Though your hand’s not on the gun, you will point it just the same.

In your name, see who’ll answer when you call,

See who’ll hide behind your wall, see who’ll climb your barricade.

And who are you so highly paid, are you proud of what you’ve made,

What will maim, incinerate, dismember and destroy.

To deploy, in those lands so far away,

Where children never play, a million miles from the parade.

Chorus

3

And then there’s me, so powerlessly, turning away from what I see,

What is done and what can be, from my own indifference.

In a sense, I am sitting on a fence,

Overtaken by events, is there nothing I can say?

Final Chorus

Turn around, let us see your face,

Come on down, take your rightful space,

Say out loud, what needs to be said, lead… and don’t be led…

© LarrydeCléir

Why Are We Indifferent To Integration?

One reason that I spent some time on integration is that, unlike other root foundations, we seem to be almost indifferent to it in our lives.

Emergence is manifest in our curiosity about doing new things, pushing our boundaries and seeking new horizons. We see identity in our pride in family and community, flags, songs, sports teams. And relationship and love are manifest – well – everywhere!

But integration? We seem far more interested in and excited by its opposite – disconnection. We might have some passing interest in a heartwarming story about people being in relationship or making up after a row. But it’s the fight, the conflict that arises from disconnect that energises, excites, attracts us and draws us in ….. again and again! (I covered this in the Sub-Chapter on Media also).

For example, I mentioned already that in the Pillars, there is often a kind of low-level conflict going on that gets in the way of good work. In fact, it often seems to be more common than cooperation.

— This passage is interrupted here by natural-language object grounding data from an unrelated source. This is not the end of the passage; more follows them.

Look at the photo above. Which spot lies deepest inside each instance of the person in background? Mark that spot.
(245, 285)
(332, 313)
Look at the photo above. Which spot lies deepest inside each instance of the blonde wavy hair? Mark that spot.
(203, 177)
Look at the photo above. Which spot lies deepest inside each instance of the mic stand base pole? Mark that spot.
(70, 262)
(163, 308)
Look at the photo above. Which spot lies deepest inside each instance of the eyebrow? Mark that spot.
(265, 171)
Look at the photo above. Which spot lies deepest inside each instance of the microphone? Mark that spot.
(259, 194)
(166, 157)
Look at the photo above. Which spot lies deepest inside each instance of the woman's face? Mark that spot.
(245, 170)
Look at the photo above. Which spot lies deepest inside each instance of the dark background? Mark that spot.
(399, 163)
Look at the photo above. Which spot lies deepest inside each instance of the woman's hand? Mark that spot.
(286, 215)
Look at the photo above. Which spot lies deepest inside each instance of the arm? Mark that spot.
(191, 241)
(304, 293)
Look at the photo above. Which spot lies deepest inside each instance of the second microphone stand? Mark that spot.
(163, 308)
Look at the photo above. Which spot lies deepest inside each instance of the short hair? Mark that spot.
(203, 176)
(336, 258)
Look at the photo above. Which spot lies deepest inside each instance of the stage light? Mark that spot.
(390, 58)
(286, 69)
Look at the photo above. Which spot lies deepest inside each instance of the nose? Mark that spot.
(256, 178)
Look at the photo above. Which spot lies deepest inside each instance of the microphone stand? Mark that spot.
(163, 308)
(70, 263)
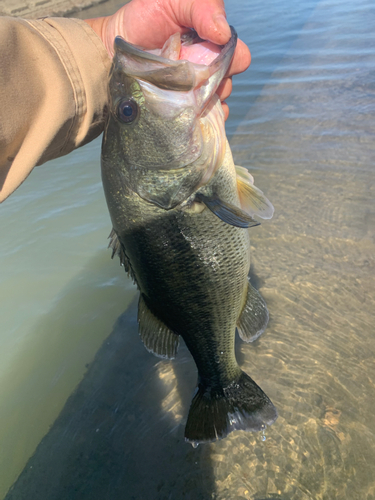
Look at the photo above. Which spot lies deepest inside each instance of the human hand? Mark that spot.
(150, 23)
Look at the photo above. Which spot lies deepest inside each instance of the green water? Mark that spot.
(302, 121)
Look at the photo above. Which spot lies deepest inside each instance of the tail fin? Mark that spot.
(241, 406)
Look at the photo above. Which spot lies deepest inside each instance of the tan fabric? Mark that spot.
(53, 79)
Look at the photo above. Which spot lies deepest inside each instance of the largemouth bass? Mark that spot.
(181, 213)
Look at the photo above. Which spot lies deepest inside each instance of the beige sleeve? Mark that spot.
(53, 92)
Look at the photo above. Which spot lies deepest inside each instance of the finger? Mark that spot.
(241, 59)
(208, 19)
(225, 88)
(225, 109)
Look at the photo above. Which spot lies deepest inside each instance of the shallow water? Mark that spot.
(302, 121)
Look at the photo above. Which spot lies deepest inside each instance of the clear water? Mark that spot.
(302, 121)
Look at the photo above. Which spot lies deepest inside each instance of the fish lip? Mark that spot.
(121, 45)
(182, 75)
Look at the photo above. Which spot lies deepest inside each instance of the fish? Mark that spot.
(182, 213)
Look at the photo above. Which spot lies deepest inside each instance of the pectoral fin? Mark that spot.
(252, 199)
(254, 317)
(118, 249)
(227, 212)
(155, 335)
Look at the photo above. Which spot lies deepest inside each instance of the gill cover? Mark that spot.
(166, 124)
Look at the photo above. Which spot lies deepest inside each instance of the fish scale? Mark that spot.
(181, 232)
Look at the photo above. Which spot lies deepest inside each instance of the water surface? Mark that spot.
(302, 121)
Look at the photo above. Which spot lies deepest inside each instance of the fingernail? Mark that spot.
(222, 27)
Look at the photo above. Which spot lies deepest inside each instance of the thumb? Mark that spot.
(209, 21)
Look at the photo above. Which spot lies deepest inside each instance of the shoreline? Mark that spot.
(42, 8)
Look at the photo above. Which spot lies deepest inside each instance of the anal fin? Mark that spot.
(155, 335)
(254, 317)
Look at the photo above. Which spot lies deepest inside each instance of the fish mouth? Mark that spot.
(178, 75)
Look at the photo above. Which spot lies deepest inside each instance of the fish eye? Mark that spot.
(127, 111)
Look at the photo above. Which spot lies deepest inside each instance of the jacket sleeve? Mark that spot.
(53, 92)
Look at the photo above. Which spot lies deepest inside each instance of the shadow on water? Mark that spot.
(121, 433)
(113, 438)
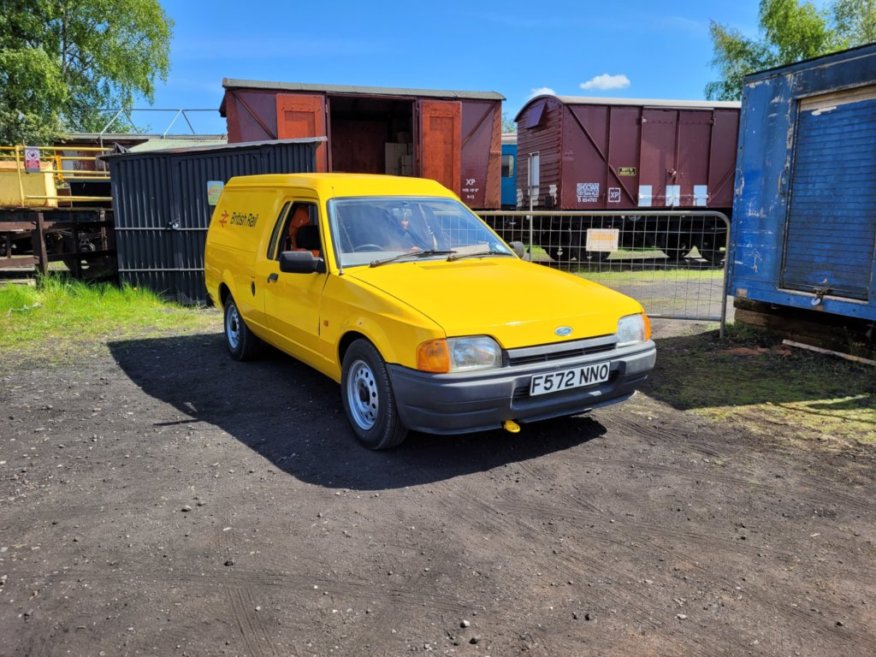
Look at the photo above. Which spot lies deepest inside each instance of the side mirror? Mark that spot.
(519, 248)
(300, 262)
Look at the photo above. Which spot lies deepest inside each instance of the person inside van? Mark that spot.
(300, 218)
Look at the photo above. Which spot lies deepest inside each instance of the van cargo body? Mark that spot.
(453, 137)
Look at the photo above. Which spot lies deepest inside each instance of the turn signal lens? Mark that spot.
(433, 356)
(632, 329)
(459, 354)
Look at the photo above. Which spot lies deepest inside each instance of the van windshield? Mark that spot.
(367, 230)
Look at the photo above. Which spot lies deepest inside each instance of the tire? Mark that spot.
(241, 342)
(369, 403)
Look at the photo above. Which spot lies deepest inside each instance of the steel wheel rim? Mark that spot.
(362, 396)
(232, 327)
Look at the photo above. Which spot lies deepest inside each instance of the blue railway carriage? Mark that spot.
(804, 208)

In the days before Park-Magic I was parking my car on a busy street in Limerick city centre. Just as I was maneuvering into the space a man knocked on my window. I was certain that he was going to complain about something, that I bumped off his car and didn’t notice (or something like that), and I was preparing myself for some kind of conflict. Instead, when I opened the window, he said with a smile that he had almost one hour left on his parking disc and why wouldn’t I have it rather than it be going to waste. I thanked him for his generosity and thought no more about it until late that night when it popped into my head for some reason.

When I did think about it, it struck me that if he had criticised me, or we’d had some sort of row, I’d have been thinking about it all day, probably relating my side of events to anyone I met – and cribbing about this man who accosted me for what I thought was no reason. I wasn’t really drawn in by generosity, but I would have been by conflict!

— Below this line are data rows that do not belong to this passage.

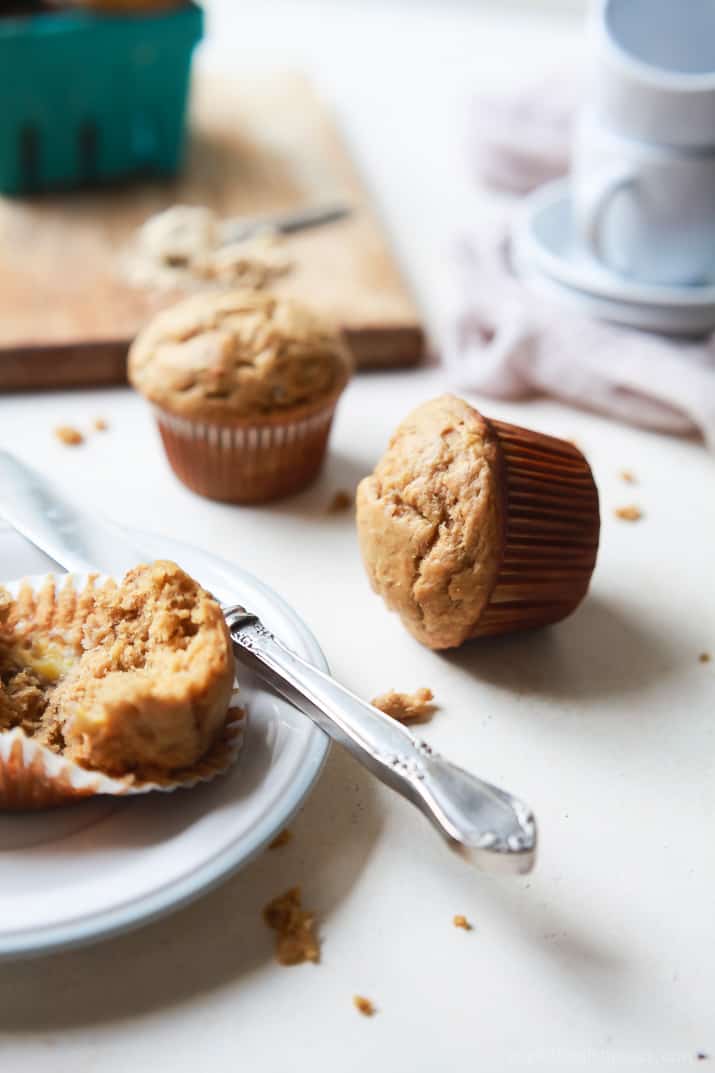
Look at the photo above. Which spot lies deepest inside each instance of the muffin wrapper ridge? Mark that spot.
(33, 777)
(248, 461)
(551, 527)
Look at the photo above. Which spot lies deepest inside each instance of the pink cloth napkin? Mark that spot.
(510, 343)
(521, 140)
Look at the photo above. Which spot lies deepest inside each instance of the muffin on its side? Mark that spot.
(244, 386)
(470, 527)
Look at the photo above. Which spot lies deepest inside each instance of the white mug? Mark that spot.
(654, 70)
(645, 211)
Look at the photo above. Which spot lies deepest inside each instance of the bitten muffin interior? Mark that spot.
(129, 678)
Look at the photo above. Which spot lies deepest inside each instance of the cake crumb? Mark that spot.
(68, 435)
(340, 501)
(281, 839)
(364, 1005)
(295, 941)
(406, 707)
(628, 513)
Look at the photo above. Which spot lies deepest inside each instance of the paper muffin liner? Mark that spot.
(248, 460)
(551, 526)
(34, 777)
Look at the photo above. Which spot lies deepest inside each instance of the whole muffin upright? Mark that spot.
(470, 527)
(244, 386)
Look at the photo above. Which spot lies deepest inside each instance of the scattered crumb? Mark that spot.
(281, 839)
(406, 707)
(296, 941)
(68, 435)
(340, 501)
(628, 513)
(364, 1005)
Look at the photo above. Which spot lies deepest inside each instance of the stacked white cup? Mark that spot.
(643, 167)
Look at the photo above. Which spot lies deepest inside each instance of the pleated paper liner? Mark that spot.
(551, 527)
(248, 460)
(33, 776)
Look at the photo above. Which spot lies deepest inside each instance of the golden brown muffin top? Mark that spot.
(428, 520)
(235, 355)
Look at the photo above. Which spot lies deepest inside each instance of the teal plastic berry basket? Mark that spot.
(89, 99)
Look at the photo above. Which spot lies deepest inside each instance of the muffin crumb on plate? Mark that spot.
(416, 707)
(282, 838)
(364, 1005)
(630, 513)
(295, 940)
(69, 436)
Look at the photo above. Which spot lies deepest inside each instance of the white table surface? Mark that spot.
(602, 958)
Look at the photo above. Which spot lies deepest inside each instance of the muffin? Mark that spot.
(470, 527)
(244, 386)
(126, 680)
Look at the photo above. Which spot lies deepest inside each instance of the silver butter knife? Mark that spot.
(482, 823)
(238, 229)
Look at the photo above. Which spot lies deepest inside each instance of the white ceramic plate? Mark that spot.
(112, 865)
(545, 248)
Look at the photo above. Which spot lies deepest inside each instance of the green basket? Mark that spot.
(90, 99)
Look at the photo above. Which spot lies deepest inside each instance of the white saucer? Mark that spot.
(112, 865)
(546, 253)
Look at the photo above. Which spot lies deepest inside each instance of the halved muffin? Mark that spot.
(130, 678)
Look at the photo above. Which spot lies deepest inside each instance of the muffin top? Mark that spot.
(428, 520)
(237, 354)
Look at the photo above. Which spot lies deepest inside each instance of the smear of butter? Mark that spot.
(49, 660)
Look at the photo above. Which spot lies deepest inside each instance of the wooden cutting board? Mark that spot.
(67, 310)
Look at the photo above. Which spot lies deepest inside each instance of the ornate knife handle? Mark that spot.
(482, 823)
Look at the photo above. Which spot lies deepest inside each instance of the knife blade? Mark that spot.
(77, 539)
(286, 223)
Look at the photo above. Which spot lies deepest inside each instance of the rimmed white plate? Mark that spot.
(545, 250)
(75, 875)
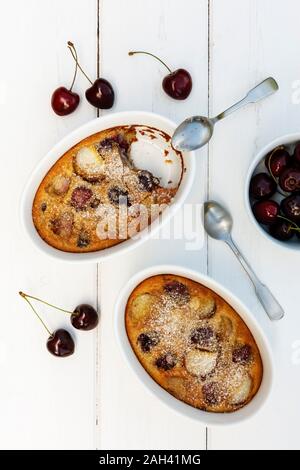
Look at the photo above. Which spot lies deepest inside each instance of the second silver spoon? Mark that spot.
(218, 224)
(196, 131)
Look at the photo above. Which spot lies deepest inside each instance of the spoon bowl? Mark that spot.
(217, 220)
(218, 224)
(196, 131)
(193, 133)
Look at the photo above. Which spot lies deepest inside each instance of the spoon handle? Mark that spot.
(264, 89)
(265, 296)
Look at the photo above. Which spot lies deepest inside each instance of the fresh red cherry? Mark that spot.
(289, 180)
(84, 317)
(101, 94)
(61, 343)
(262, 186)
(290, 206)
(266, 212)
(177, 84)
(297, 154)
(277, 161)
(64, 101)
(281, 230)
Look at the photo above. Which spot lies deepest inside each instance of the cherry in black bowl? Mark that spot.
(290, 206)
(262, 186)
(289, 180)
(266, 212)
(297, 154)
(282, 230)
(277, 161)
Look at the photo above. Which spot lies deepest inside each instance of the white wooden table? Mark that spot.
(92, 400)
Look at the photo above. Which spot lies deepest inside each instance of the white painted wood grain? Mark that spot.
(48, 403)
(246, 47)
(130, 417)
(45, 402)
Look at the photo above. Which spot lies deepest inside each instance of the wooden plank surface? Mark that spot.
(246, 47)
(130, 417)
(93, 400)
(45, 402)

Can you imagine a world where there would be a court sitting for people who do good – who make a connection – like the man who gave me the parking disc. I could summon him to court and the powers that be would charge him with performing a spontaneous act of kindness in public and I’d give evidence and he’d be rewarded by the State.

And, instead of complicated long drawn out peace processes after years of bloody conflict in a war zone, the conflict was avoided in the first place because society is integrated by countless little acts of generosity – resulting in a kind of upward causation of non-violent resolution of the inevitable conflict that is part of human life.

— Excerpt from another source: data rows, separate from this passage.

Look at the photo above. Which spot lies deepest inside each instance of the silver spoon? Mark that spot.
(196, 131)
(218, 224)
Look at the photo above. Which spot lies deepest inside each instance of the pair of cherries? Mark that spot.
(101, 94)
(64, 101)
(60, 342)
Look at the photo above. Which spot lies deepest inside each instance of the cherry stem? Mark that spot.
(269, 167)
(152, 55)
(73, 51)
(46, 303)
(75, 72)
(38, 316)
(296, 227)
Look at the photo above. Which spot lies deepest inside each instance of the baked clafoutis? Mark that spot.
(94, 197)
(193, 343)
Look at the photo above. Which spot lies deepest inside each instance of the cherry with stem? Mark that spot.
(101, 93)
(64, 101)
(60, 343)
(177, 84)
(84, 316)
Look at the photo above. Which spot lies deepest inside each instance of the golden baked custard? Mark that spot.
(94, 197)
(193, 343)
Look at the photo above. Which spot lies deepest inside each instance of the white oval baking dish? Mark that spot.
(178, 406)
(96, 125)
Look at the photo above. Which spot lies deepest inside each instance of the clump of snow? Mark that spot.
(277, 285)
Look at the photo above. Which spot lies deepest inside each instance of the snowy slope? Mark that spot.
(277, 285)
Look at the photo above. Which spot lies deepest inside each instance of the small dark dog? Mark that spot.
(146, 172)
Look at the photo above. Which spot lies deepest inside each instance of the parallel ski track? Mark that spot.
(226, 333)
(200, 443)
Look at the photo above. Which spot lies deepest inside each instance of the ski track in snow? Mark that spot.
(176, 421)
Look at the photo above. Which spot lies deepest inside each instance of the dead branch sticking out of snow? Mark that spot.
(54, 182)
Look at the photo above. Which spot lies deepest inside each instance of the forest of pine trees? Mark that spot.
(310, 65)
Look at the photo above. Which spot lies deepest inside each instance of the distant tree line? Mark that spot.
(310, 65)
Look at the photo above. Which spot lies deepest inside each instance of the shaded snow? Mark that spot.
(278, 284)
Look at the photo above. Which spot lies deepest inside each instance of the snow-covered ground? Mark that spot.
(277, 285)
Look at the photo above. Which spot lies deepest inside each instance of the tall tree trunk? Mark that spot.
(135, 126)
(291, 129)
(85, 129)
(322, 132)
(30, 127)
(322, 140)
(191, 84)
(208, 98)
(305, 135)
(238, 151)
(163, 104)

I don’t really know why we are drawn to and excited by energy-draining disconnect and conflict – particularly as a group, but also individuals, why bad news sells papers and good news doesn’t, why we are entertained by people fighting each other.

I intuit that it is due to a mixture of our need to compete to survive, and/or, perhaps some fear of being overwhelmed going back to the dawn of history. Yet another thought that I had was that it was due to upward causation (there we go again) of all the fragmentation and brokenness that is hidden in our homes. Or it could be like the trauma bond, where we keep going back to experience what we are accustomed to and described here.

Whatever it is, we appear to dwell on disconnect and conflict – sometimes for ever, but we take integration for granted, and barely give it a second thought!

Perhaps when we start dwelling on integration and give it more head-space (and heart-space) we’ll be a more contented species.